A growing number of Helsinki residents say that duplicate and outdated imagery in widely used digital mapping platforms is creating tangible problems in their daily lives — from misrouted deliveries to emergency services arriving at the wrong address. The complaints, heard across neighbourhood associations from Kallio to Pasila, have intensified this spring and summer as the city accelerates its urban renewal programme along the Jätkäsaari waterfront and the Kalasatama district.
The core issue is straightforward: when a building is demolished, a street is renamed, or a new block is constructed, mapping platforms sometimes retain old street-level photographs alongside — or instead of — current imagery. The result is a digitally duplicated reality that bears little resemblance to what residents actually see when they walk out their front door.
Confusion on the ground
The Sörnäinen and Hermanni neighbourhoods have seen particularly sharp changes over the past three years, with at least a dozen new residential buildings completed along Hermannin rantatie since 2023. Residents in those blocks say delivery drivers and tradespeople regularly report to addresses that no longer correspond to any entrance visible on the ground. The Kalasatama development alone added roughly 3,000 new apartments to the area between 2020 and 2025, according to figures published by the City of Helsinki's urban environment division, yet community board members say mapping updates have consistently lagged behind physical reality by twelve to eighteen months.
The Vallila neighbourhood association, which meets monthly at the Vallila library on Sturenkatu, raised the mapping issue formally at its May 2026 meeting. Members circulated photographs showing a stretch of Pengerkatu where a demolished warehouse appears in one mapping service's imagery simultaneously with a newly completed apartment block — two versions of the same address, existing side by side in digital space. The association submitted a written complaint to the Helsinki City Registrar's office in June 2026, requesting that the city coordinate directly with mapping service providers to expedite correction cycles.

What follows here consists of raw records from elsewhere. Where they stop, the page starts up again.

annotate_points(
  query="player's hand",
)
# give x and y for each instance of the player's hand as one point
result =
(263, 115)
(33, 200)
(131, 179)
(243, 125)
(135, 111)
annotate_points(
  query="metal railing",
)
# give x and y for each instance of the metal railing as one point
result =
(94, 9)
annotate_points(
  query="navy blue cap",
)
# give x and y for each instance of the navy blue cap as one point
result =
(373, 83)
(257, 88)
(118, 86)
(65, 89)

Emergency services have also flagged the problem. Helsinki's rescue department publishes annual response data, and its 2025 annual report noted that address ambiguity contributed to delayed first-response times in a small but measurable percentage of urban callouts — particularly in rapidly developing districts where street numbers and entrance points had changed within the preceding twenty-four months. The department did not attribute specific incidents to mapping platform errors alone, but the report recommended that the city establish a formal protocol with platform operators for priority updates in active construction zones.
What the city and residents can do now
The City of Helsinki's My Helsinki digital service portal, accessible at hel.fi, includes a feedback mechanism through which residents can flag address and mapping errors directly. The portal forwards verified corrections to the Population Register Centre and, in some cases, to commercial mapping providers. Residents who have used the tool say the process works — eventually. Several Kallio residents who submitted corrections in late 2024 report that fixes appeared in the most commonly used platforms within three to five months, though the timeline varies significantly between providers.

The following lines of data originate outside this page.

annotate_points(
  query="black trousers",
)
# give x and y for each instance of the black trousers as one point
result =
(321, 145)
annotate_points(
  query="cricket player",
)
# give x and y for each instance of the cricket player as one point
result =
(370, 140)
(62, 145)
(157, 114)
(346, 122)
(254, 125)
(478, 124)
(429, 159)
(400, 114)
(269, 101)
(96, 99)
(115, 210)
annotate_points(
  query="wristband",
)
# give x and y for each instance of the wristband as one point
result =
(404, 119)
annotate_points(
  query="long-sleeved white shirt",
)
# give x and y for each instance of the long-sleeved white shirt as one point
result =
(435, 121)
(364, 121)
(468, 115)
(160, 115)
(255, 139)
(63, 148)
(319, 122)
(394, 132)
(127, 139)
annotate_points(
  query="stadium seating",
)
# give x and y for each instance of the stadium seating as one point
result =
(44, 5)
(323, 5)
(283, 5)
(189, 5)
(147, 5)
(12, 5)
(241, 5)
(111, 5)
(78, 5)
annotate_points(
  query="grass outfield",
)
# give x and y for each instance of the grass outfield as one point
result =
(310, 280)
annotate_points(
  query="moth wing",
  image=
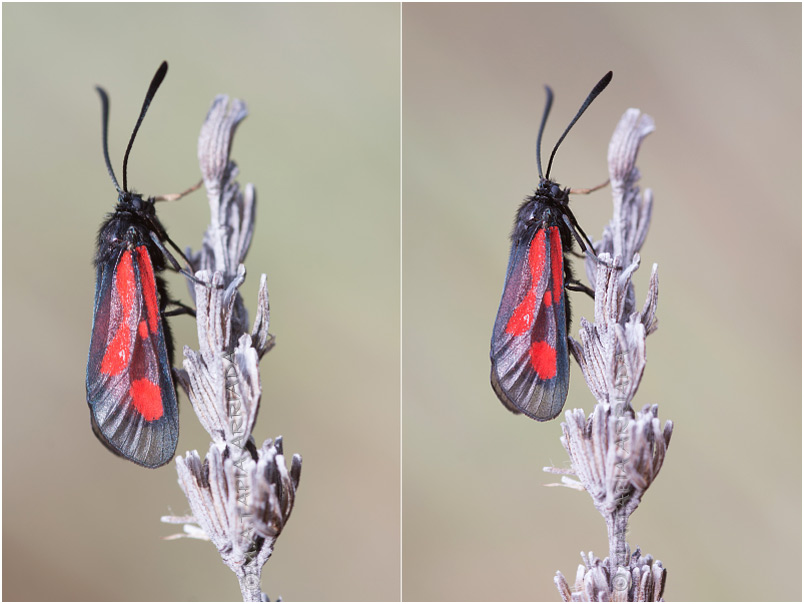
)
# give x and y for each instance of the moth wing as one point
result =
(129, 383)
(529, 354)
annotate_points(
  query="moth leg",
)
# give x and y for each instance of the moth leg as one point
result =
(181, 309)
(577, 286)
(175, 263)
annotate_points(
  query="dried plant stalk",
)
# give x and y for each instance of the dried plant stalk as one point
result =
(616, 453)
(241, 496)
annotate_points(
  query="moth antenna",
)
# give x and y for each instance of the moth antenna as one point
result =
(155, 83)
(105, 131)
(548, 103)
(599, 87)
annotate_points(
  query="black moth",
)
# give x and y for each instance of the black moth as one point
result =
(529, 349)
(129, 382)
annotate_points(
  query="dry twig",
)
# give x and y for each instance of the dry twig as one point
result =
(241, 496)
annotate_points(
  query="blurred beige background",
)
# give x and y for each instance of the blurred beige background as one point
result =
(321, 145)
(723, 83)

The Finnish Geospatial Research Institute, known as FGI, maintains the National Land Survey's open topographic database, which is updated on a rolling basis and used as a reference by municipal services. Residents and neighbourhood associations can cross-reference the National Land Survey's freely available map service at maanmittauslaitos.fi to verify whether a specific address has been correctly registered before lodging a complaint.
The Kalasatama residents' group, which has around 400 members on its active mailing list, plans to hold a practical workshop at the Redi shopping centre in August 2026 to walk neighbours through the correction submission process step by step. The Vallila association says it will continue to press for a formal city-level memorandum of understanding with major mapping platforms before the end of 2026 — a commitment the city's urban environment committee has not yet publicly made. Until then, residents say the gap between the city they live in and the city that exists on screen remains stubbornly, frustratingly wide.